Dear Sydney: My grandfather died this past week, and my brother is a money-hungry pig. We can not agree on anything. Since I am the trustee and have the ability to change the will, my brother is pressuring me to do so. I was very close to my grandfather and I want to carry out his wishes, making sure that his belongings and money go to the people that he requested, but my brother, who is very much alive, is making my life miserable over this. Any advice on how to deal with this without stepping on anyone’s toes?–Heartsick

Dear Heartsick, with the way things are going, and so soon after your grandfather’s death, I would have to say that no, there probably isn’t any chance of avoiding some toe-stepping. The only way to dance gracefully would be if everyone, living and dead, were in agreement. But based on the scanty information provided here, it seems they are not. Therefore, mind your own toes, and don’t worry so much about everyone else’s.

If your grandfather left you as trustee, there must have been a reason. Seeing as this isn’t the movies, I will assume it is because he trusted and loved you. This makes it your job to re-assess your grandfather’s wishes. Do they seem just to you? Is he leaving his fortune to the woman across the street who gardens naked? A corporation that supports globalization and or atomic warfare? Take a close look. Was grandpa crazy, and is it now your chance to right what could be a tragic wrong by depriving your very much alive brother of what he needs to survive?

Then again, maybe your grandfather’s wishes are ones that you can stand by, and your brother, as you so blithely say, truly is a “money-hungry pig.” In which case, I guess your brother might choose to spend his future Thanksgiving with someone other then you. The question is, are you prepared to live with that? If you are, then follow your heart. Then take a few days off. Go to the beach, even if it’s foggy.

Dear Sydney: My dear friend, who happens to be gay, just moved to town and is looking for a friend who could possibly turn into a great love. She’s having a difficult time meeting anyone. Any advice?–Wish I Were Gay So I Could Date Her

Dear So Not Gay, unfortunately, your friend must deal with the challenge of facing an incredibly small dating pool. In fact, let’s just call it a pond, a small pond. Even though she is living in a new area, she’s still going to find less people to date than, say, you would in a similar situation. But this does not mean she should give up in despair. She just needs to think one word, and one word only: Internet. I don’t care what those snooty people who think they will never have to advertise to get laid say. Sometimes it takes reaching out of your immediate dating pond, especially when it’s so small, and take a dive into the unknown depths of online dating.

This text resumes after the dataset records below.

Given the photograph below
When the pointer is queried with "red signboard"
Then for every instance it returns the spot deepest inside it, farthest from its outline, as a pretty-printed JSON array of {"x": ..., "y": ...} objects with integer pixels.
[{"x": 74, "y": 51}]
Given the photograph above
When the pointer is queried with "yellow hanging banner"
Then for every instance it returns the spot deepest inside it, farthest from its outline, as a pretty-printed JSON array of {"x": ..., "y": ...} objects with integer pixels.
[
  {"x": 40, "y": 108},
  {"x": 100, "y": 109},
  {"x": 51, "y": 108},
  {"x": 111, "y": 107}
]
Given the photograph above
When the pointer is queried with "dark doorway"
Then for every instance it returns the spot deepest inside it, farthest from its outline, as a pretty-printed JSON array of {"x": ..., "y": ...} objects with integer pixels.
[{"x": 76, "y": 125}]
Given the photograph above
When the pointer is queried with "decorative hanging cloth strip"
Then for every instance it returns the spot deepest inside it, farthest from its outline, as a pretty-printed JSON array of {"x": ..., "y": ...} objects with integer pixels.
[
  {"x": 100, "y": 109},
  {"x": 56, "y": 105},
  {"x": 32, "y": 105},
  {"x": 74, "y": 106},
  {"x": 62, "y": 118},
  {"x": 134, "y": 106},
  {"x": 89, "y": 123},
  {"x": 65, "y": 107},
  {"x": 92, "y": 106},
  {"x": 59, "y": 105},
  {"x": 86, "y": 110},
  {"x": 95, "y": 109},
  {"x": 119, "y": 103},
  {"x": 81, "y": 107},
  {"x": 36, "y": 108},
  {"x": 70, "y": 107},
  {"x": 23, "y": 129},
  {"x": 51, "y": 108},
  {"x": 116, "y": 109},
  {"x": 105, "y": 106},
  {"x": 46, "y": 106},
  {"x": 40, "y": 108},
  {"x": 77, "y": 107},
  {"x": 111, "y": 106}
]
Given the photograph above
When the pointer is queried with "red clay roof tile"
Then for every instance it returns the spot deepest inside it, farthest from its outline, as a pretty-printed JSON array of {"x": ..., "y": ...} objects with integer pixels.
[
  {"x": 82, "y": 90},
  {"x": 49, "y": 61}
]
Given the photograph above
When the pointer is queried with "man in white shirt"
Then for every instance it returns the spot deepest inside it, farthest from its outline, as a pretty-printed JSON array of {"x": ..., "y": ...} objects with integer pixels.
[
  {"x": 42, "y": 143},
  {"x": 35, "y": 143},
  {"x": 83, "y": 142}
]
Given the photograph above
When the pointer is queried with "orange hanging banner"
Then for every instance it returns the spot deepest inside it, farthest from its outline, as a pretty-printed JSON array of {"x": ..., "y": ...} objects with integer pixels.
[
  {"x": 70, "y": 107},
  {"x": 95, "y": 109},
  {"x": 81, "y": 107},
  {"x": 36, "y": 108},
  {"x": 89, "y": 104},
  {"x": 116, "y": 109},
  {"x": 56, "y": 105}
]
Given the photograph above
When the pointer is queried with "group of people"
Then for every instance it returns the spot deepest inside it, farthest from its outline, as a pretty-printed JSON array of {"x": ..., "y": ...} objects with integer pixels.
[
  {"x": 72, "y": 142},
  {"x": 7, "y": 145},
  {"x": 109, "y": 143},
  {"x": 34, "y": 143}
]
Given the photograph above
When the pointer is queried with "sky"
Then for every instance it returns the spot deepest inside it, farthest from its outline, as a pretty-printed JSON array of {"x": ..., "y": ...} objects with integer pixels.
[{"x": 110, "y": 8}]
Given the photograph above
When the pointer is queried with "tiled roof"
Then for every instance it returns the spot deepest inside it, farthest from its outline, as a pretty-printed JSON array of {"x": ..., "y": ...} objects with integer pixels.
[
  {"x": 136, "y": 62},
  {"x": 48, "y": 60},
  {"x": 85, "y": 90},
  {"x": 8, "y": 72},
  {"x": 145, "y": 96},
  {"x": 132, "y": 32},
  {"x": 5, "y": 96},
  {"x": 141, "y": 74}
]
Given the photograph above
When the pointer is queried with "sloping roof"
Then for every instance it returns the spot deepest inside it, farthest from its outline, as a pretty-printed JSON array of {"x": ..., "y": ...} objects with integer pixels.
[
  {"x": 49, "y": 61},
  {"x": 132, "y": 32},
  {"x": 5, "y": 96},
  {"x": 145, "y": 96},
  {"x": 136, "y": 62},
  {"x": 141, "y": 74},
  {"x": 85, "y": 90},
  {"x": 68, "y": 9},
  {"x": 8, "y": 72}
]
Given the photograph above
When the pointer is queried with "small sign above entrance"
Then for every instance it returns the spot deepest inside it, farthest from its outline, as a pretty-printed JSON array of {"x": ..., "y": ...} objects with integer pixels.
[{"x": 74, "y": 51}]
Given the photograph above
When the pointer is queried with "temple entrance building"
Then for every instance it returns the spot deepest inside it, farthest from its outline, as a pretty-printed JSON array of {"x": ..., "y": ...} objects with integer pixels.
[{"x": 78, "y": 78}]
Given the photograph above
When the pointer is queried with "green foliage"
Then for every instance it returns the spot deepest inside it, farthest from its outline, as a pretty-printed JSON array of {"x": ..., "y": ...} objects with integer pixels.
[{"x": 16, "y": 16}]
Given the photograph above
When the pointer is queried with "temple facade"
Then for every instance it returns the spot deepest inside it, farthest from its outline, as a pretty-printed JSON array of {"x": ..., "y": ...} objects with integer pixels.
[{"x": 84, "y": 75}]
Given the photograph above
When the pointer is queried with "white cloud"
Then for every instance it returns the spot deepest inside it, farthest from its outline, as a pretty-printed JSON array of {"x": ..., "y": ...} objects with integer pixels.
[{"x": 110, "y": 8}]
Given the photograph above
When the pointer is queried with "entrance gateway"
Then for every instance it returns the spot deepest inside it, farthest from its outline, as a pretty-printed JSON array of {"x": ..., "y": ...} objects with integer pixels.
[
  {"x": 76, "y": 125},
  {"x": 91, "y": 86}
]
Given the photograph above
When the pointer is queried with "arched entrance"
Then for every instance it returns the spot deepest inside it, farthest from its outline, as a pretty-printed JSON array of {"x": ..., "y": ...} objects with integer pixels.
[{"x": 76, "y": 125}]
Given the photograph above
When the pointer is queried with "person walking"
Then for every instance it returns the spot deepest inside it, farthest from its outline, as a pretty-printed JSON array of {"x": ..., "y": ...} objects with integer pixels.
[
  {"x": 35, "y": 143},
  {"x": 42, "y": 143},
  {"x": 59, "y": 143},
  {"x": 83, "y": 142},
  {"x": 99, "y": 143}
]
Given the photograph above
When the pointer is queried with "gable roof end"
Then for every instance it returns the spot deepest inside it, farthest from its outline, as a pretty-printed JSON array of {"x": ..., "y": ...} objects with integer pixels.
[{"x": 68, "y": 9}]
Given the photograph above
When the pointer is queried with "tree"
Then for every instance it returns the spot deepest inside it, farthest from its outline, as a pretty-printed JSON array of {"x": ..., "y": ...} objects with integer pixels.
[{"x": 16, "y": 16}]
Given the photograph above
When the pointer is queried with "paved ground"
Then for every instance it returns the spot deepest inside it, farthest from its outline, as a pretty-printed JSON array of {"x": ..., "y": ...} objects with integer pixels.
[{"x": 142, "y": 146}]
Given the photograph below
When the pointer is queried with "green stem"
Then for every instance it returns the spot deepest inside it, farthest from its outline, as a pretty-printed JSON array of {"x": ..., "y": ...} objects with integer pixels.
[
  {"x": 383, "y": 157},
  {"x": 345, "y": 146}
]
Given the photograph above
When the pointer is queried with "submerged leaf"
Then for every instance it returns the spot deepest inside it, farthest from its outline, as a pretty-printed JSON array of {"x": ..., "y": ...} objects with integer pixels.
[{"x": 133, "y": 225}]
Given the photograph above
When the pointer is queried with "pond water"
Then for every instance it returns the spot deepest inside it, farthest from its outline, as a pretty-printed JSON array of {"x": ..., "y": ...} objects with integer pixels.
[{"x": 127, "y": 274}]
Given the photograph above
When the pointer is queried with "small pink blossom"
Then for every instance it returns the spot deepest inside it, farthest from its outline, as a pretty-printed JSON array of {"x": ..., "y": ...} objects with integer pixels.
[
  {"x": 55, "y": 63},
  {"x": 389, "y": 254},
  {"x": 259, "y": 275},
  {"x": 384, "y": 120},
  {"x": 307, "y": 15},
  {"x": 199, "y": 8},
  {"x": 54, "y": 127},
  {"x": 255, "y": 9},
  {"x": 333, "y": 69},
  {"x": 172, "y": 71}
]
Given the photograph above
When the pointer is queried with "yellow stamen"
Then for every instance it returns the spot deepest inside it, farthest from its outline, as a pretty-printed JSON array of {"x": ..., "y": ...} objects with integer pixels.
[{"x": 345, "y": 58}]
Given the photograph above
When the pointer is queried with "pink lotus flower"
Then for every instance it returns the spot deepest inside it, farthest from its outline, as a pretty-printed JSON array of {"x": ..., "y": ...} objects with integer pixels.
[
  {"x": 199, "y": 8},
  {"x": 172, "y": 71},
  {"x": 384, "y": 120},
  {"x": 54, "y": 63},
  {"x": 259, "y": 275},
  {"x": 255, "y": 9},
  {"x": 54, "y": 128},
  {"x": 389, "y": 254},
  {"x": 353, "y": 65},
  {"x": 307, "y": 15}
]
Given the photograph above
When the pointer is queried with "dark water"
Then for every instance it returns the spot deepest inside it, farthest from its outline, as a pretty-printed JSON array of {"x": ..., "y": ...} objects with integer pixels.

What better way to look for exactly what she wants? I have witnessed enough success stories to believe that where there’s wireless, there’s a way. If your friend thinks this is too demeaning and or ridiculous, then suggest to her that she check the local bulletin boards for lesbian socials. Maybe after a month or two of fruitless searching, she will be willing to reconsider. Though she is probably just as likely to meet someone standing in line at the supermarket, this is a way for her to actively seek what she wants, and what could be more empowering then that?

Dear Sydney: All four of the men that I have been in romantic relationships with since moving back to California in 2002 were adopted. Is this merely a coincidence? I am afraid it may have something to do with my pattern of dating men who are unavailable. None of the four men appear to have dealt with their issues of abandonment, which I believe contributed to the eventual collapse of my relationships with them. Please send your advice.–Abandoned by the Abandoned

Dear Abandoned, In any given moment, you may be faced with a thousand different choices and, usually without thinking, you choose one after the other after the other. And for some reason, you have decided, when faced with yet another love potential, to get involved with the adopted guy. Of course, it’s just as much a “coincidence” that the last four men you dated, who just happened to be adopted, were all dealing with abandonment issues. How random is that? The question is not why are so many guys adopted and why do you keep meeting them, but what is it that you find so attractive about “unavailable” men, adopted or not. Once you figure that out, then you can make a conscious effort to no longer get intimately involved with men who meet that profile.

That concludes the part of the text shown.